One of my favourite children's books of all time is Because of Winn-Dixie by Kate DiCamillo. It's a story full of characters who are lost for different reasons and tells of their coming together, because of Winn-Dixie. This belonging comes in the companionship they find with each other driven by the wonderful main character Opal, and the stray dog she finds and names after the store she finds him in, Winn-Dixie. There is so much human emotion and painful life experiences beautifully carved into this story that my overwhelming feeling on reading it again to Matthew and Daniel this month is of warmth. Despite reading about the pain of loneliness, abandonment, grief, recovering alcoholism, post prison rehabilitation and trying to start to live a life alongside painful lessons learnt in the past, these characters offer us as readers a warmth and hope that I enjoy exploring again with the boys.

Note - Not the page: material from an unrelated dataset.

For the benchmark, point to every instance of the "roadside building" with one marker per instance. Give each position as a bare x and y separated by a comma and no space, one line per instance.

DiCamillo understands grief. She weaves her characters' stories together with that theme of bitter-sweet and illustrates it using an actual sweet: the Litmus lozenge. DiCamillo's character Miss Franny Block tells the story of her great-grandfather Littmus who enlists and fights in the American Civil War aged only 14. Franny says Littmus loses everything: his father dies on the battlefield, he returns home to find everything "burned to the ground", and his mother and three sisters "dead from typhoid fever". Littmus loses everything and cries with grief for both his family and for the "boy he used to be" but then has the strangest sensation for wanting something sweet. Franny tells Opal that Littmus figures that there are enough ugly things in the world, that he was going to put something sweet in it and so goes on to create his lozenge. But it's no normal 'candy', it tastes both "sweet and sad at the same time." For DiCamillo's characters it tastes of root beer and strawberry but the 'sad' and the 'bitter' tastes differently for each of them:


"Sorrow," Miss Franny said, "Not everybody can taste it. Children, especially, seem to have a hard time knowing it's there"

"I taste it," I said.

"Me, too," said Amanda.

"Well, then," Miss Franny said, "you've probably both had your share of sadness."


We can't change the past, but we have the present and whatever life has given each of us. We can look to each other and do what we must to live as best as we can. Going forward is about finding contentment in each day rather than the happiness and the fulfilment of how it used to be. Expectations lower and it's hard and it's painful, but it's the only way to keep going. Every step I take feels heavier that it once did, every sigh is deeper and tears come more easily than a giggle or wonderful belly laugh used to.


It's true that everything changes when you lose your partner. Every single thing. From the moment I wake up and open my eyes to see the space next to me in my bed, to the end of the day when I lie back down again, next to that space that will never be filled by him again. I go through the routines of a day and feel his absence in them all - there are only the smells of my showers now which float out of the bathroom, only my clothes that get worn, only my mug used and there's an empty chair at our kitchen table. All those absences before 8am. The list goes on as the day unfolds and I have to learn to adapt. I lower my expectations and seek contentment now in all I can do. My grief tastes bitter-sweet as my heart swells for my boys and the utter joy they give alongside its heaviness in missing him and me, and what life was and what it should be but no longer is.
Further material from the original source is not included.